Teresina
está passando por um lento processo de desguetização cultural. O aldeamento que
a marcou, bem como ocorrera a outros centros culturais do país, começa a ressoar
seus últimos ecos – e, assim, a literatura aqui produzida, a cultura em geral
feita aqui, começa a ser pensada integrada aos dilemas e sucessos nacionais,
diria mesmo globais. Com isso, não se nega a especificidade da produção local;
nega-se, isto sim, que estejamos ilhados do resto do país e do mundo.
Em
médio ou longo prazo, essa situação deverá galvanizar um debate em torno da
velha noção de “Literatura Piauiense”. Precisaremos – penso que já precisamos, agora – reconsiderar o conceito de
literatura regional, seja para precisá-lo seja para implodi-lo. Em curto prazo,
porém, revistas como a dEsEnrEdoS, Revestrés
e este belíssimo rebento chamado Acrobata vão capinando o
terreno, devastando as ervas daninhas que criavam falsas cercas entre terrenos
vizinhos. Claro que não se pode reduzir a importância de tais veículos a esse
processo de desguetização cultural – mas, sem dúvida, aquela tarefa se conta
entre as mais relevantes missões de tais veículos.
Embora
debutante, Acrobata vem encabeçada
por editores calejados de outras experiências culturais de relevo. Tom Jobim
falou, certa vez, que o Brasil não é um país para principiantes; pois bem, se
pensarmos especificamente no campo cultural, a frase do eminente músico ganha
um sentido agônico. A experiência dos editores, portanto, é um dado relevante,
que me faz acreditar que estamos diante de um empreendimento que terá boa
longevidade. Não será fácil porque Acrobata
surpreendente tanto pela qualidade dos textos como pela qualidade material, sem
dúvida uma das mais revistas visualmente mais agradáveis de que tenho notícia
no país.
Acrobata une criação e
crítica numa dosagem perfeita, e com dois méritos extras. O primeiro é não se
limitar à literatura, ainda que esta seja o epicentro da publicação; a segunda
é que os ensaios ali presentes nem se excedem nos protocolos acadêmicos nem se
restringem à mera reportagem informativa.

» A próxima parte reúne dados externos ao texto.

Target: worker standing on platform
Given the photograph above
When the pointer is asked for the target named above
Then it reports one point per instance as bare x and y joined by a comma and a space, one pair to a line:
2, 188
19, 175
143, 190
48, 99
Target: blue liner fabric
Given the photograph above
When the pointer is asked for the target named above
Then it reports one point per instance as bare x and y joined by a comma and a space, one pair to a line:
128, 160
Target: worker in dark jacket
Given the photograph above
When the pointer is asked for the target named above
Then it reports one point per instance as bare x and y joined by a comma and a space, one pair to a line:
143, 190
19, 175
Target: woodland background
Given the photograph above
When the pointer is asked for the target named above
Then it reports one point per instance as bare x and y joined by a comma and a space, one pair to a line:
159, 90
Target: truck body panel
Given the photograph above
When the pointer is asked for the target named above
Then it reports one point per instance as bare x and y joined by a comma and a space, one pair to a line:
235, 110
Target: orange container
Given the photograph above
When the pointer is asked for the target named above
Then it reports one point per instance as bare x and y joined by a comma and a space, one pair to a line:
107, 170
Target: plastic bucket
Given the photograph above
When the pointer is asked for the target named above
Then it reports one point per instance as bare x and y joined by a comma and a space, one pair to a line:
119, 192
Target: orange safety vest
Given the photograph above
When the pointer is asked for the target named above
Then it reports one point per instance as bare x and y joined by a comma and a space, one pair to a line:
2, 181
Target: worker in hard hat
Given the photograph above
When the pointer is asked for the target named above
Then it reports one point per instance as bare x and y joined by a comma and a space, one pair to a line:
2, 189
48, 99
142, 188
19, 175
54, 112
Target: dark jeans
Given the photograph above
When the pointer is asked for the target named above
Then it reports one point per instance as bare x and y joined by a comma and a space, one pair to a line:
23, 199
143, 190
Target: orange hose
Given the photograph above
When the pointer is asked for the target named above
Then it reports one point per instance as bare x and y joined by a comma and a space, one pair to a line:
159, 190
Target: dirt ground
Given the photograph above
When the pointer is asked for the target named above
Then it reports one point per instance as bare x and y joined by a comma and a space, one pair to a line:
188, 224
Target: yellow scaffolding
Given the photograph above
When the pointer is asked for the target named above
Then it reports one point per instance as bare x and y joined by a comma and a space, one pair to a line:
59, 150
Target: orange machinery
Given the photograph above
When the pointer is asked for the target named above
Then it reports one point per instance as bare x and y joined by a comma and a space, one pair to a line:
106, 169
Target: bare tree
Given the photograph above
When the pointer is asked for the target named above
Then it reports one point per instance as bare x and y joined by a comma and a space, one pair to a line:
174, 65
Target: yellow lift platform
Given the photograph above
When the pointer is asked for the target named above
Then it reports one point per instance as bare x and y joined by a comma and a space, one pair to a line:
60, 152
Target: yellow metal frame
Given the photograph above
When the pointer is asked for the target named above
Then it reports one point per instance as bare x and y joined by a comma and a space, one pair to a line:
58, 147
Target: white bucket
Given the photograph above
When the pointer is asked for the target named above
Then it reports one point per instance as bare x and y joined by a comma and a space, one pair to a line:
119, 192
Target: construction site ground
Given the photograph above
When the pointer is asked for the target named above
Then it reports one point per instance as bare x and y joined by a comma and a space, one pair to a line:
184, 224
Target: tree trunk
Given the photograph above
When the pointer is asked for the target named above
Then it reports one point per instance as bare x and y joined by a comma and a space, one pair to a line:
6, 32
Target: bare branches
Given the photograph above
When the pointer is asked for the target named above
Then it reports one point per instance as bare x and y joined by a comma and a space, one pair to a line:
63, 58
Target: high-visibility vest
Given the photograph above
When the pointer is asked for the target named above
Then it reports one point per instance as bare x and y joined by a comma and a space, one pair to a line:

A perspectiva do veículo contempla principalmente a literatura de invenção, a arte mais experimental, mas nem de longe se nota em suas páginas ou nas palavras dos editores qualquer laivo de dogmatismo ideológico ou unicismo estético.
A perspectiva do veículo contempla principalmente a literatura de invenção, a arte mais experimental, mas nem de longe se nota em suas páginas ou nas palavras dos editores qualquer laivo de dogmatismo ideológico ou unicismo estético.
Cada
um, a depender de seu temperamento e de sua formação, há de se agradar mais
desse ou daquele texto. Trata-se, reforço, de um veículo plural. E com nada
menos que uma centena de páginas. Entre muita coisa de boa cepa, e algumas poesias
que não quero voltar a ler, destaco os poemas excelentes dessa ótima poetisa de
São Tomé e Príncipe: Conceição Lima. Só ela já pagaria o preço da revista. Mas
isso é só uma parte: há uma entrevista com Sergio Cohn que considero nada menos
que histórica (o que não significa que eu concorde com tudo que se diz ali), um
ensaio elucidativo de Nayhd Barros sobre Godard e um interessante depoimento de
Edson Cruz sobre as revistas literárias no Brasil. Posso falar de outras surpresas
boas de conviver, posso destacar o pagode da poesia promovido por Thiago E, a
expressão exata do verso de Salgado Maranhão, a pureza lírica dos traços de
Cícero Manoel. E, claro, não deixarei de mencionar que colaboro ali com um
ensaio sobre “A cena poética de Teresina”.